Folin agrees the company needs to stay put. “It’s definitely a big piece of what we’re doing,” he says. “There are also a lot of positives of staying close to the UVM student body.”
One of those positives is maintaining a relationship with the Ski and Snowboard Club. In addition to being members, Goldberg, Gaeta and Folin have created a partnership between the club and HG Skis. “If Ski and Snowboard has an on-campus event at UVM, you can pretty much guarantee we will be there,” says Folin. The guys pass out stickers and give fellow students the rundown on their new company.

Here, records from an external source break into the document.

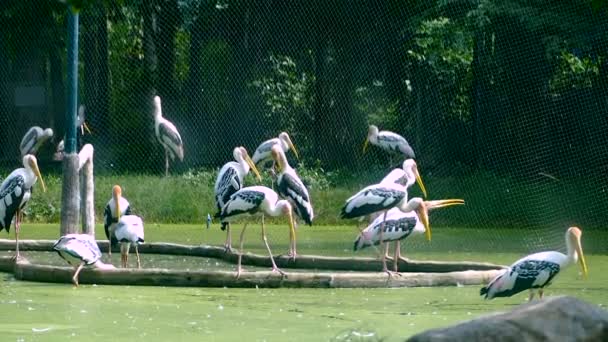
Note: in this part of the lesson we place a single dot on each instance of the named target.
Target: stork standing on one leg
(167, 135)
(399, 225)
(80, 250)
(291, 187)
(381, 197)
(117, 206)
(536, 271)
(33, 139)
(15, 192)
(250, 201)
(230, 180)
(129, 230)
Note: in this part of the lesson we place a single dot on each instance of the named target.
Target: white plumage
(253, 200)
(389, 141)
(129, 230)
(33, 139)
(80, 250)
(167, 135)
(536, 271)
(116, 207)
(262, 154)
(230, 180)
(15, 192)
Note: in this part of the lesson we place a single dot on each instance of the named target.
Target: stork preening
(80, 250)
(81, 123)
(381, 197)
(230, 180)
(167, 135)
(536, 271)
(129, 230)
(399, 225)
(291, 187)
(263, 154)
(250, 201)
(116, 207)
(390, 142)
(33, 139)
(15, 192)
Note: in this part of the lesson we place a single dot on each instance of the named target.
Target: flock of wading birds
(393, 216)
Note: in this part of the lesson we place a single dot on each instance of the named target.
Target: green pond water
(58, 312)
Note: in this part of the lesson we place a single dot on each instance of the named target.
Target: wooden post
(87, 187)
(70, 195)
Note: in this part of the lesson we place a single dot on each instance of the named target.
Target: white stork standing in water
(167, 135)
(389, 141)
(129, 230)
(262, 154)
(250, 201)
(399, 225)
(536, 271)
(291, 187)
(80, 250)
(116, 207)
(381, 197)
(81, 123)
(33, 139)
(230, 180)
(15, 192)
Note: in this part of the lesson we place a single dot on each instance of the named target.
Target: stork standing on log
(129, 230)
(81, 123)
(230, 180)
(390, 142)
(80, 250)
(383, 196)
(167, 135)
(250, 201)
(33, 139)
(399, 225)
(116, 207)
(291, 187)
(536, 271)
(15, 192)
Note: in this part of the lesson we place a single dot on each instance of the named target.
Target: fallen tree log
(23, 270)
(283, 261)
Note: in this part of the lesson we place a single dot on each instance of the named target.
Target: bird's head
(117, 194)
(279, 157)
(573, 234)
(30, 162)
(371, 131)
(243, 154)
(411, 169)
(284, 137)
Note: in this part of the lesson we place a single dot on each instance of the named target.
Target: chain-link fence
(504, 101)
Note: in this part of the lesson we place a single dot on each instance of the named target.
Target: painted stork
(15, 192)
(381, 197)
(291, 187)
(230, 180)
(129, 230)
(250, 201)
(536, 271)
(116, 207)
(33, 139)
(262, 154)
(389, 141)
(80, 250)
(399, 225)
(81, 123)
(167, 135)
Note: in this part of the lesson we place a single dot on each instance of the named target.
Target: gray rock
(552, 319)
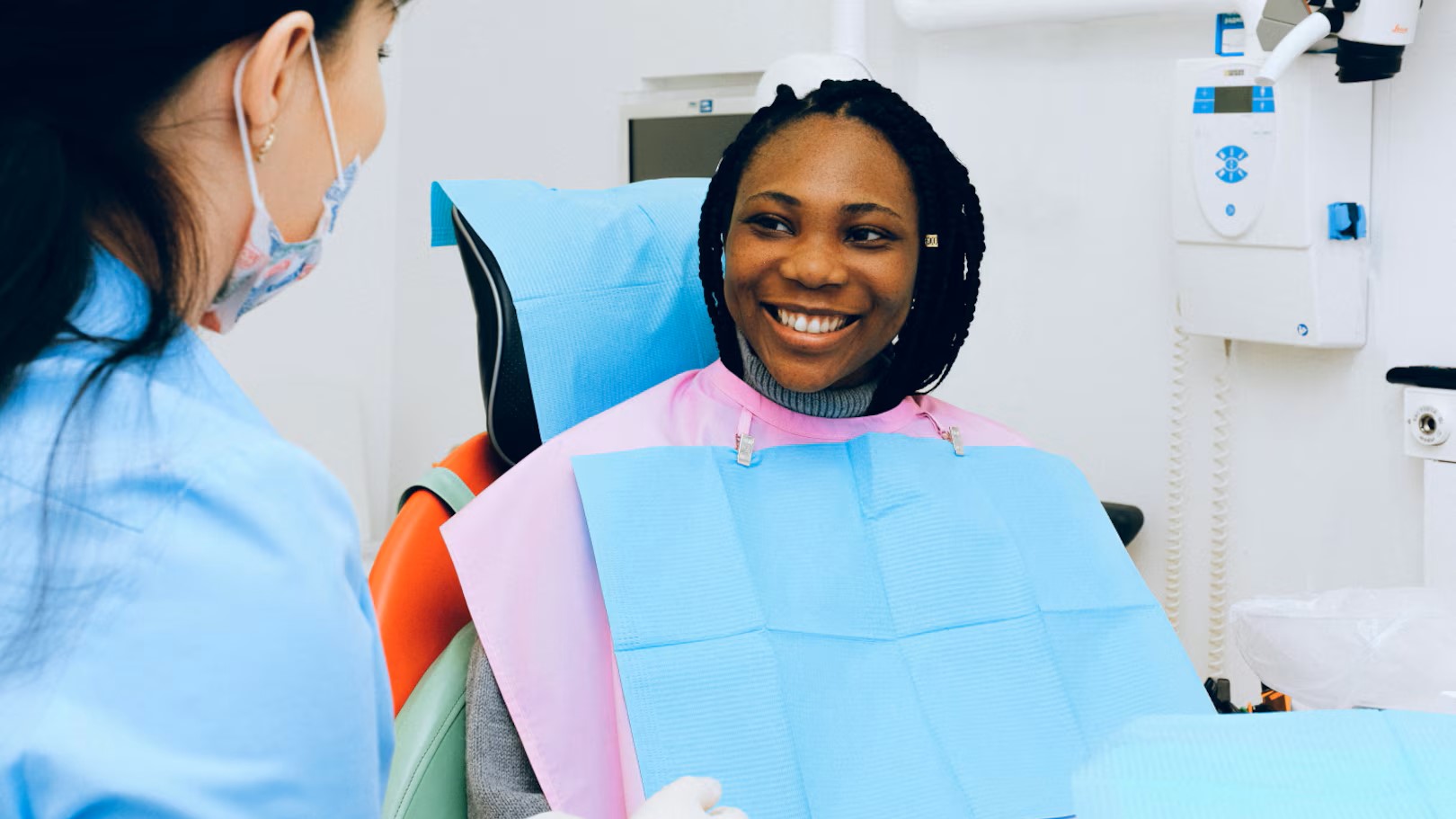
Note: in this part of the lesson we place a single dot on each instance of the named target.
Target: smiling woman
(839, 251)
(820, 260)
(845, 207)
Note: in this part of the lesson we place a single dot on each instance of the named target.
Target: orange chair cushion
(415, 589)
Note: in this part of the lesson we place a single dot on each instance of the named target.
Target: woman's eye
(772, 223)
(866, 235)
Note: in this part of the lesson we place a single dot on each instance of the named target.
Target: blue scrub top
(207, 645)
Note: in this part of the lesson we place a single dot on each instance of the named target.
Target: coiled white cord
(1176, 478)
(1219, 542)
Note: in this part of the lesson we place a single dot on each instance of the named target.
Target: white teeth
(812, 325)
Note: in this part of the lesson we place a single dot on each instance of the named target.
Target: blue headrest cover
(605, 284)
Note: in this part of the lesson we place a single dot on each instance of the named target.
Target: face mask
(267, 263)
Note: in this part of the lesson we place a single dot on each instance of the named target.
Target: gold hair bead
(262, 149)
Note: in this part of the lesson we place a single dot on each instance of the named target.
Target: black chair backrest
(510, 411)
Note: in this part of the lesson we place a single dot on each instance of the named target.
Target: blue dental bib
(874, 628)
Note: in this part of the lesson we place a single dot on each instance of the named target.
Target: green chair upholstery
(427, 777)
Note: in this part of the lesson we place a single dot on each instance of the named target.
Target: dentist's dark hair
(84, 80)
(946, 279)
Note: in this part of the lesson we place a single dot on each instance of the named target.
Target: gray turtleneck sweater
(498, 776)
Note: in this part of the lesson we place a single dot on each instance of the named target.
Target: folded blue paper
(1305, 764)
(622, 263)
(874, 628)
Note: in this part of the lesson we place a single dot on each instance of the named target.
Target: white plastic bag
(1354, 649)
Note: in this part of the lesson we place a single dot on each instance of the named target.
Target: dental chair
(568, 246)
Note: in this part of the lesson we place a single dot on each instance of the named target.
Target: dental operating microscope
(1372, 35)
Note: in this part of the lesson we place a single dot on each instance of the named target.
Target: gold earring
(261, 150)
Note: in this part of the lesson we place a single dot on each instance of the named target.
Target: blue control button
(1347, 222)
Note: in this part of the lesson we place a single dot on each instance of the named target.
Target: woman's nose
(814, 263)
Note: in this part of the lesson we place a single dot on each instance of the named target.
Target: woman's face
(298, 169)
(821, 251)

Not surprisingly, the company is focused on getting the word out to more college-age skiers; its target demographic and the UVM student one are virtually the same. This is especially true for HG’s park ski, which will be geared toward young skiers who are more interested in the jumps, rails and ramps than they are in long runs down the mountain.
Currently, HG’s production takes place in a small garage in downtown Burlington. But the team has bigger aspirations. These include moving out of the garage, eventually starting outerwear and accessories lines, and, of course, leaving other day jobs behind. But first, there is the matter of graduating college.
The guys say that still being in school has its advantages and disadvantages. On the plus side, they have access to the resources and networking opportunities of the UVM community. On the downside, they still have to go to class and study.
“It goes both ways,” says Gaeta. “It definitely helps, because the environment here is perfect for us. Everyone knows about us and is pumped about it.”
“On the other side,” continues Folin, “we’re all engineers, and [the classes] are all hard. It’s about finding the balance between how much work can we do on our skis and how bad our grades are going to be.”
This is particularly relevant to Goldberg, who found himself on academic probation freshman year because he was spending too much time on his skis.
Making skis for 40 hours a week, being a full-time student and holding down a part-time job would no doubt be a little overwhelming for any college kid. Folin estimates it takes approximately 40 to 50 hours to produce one pair of custom skis. Currently, 20 pairs are in production in their shop. “Time is one problem we can’t solve,” concedes Goldberg.
Even so, the trio’s enthusiasm for the future of HG Skis remains high.
“I’m imagining that we’re going to graduate, we’re going to have to work some job, and at night we’re going to be making these skis and hustling hard,” predicts Goldberg. “I’m hoping that, within two to five years, we’re going to be able to make enough money off this company to just work on skis full time and be ski bums.”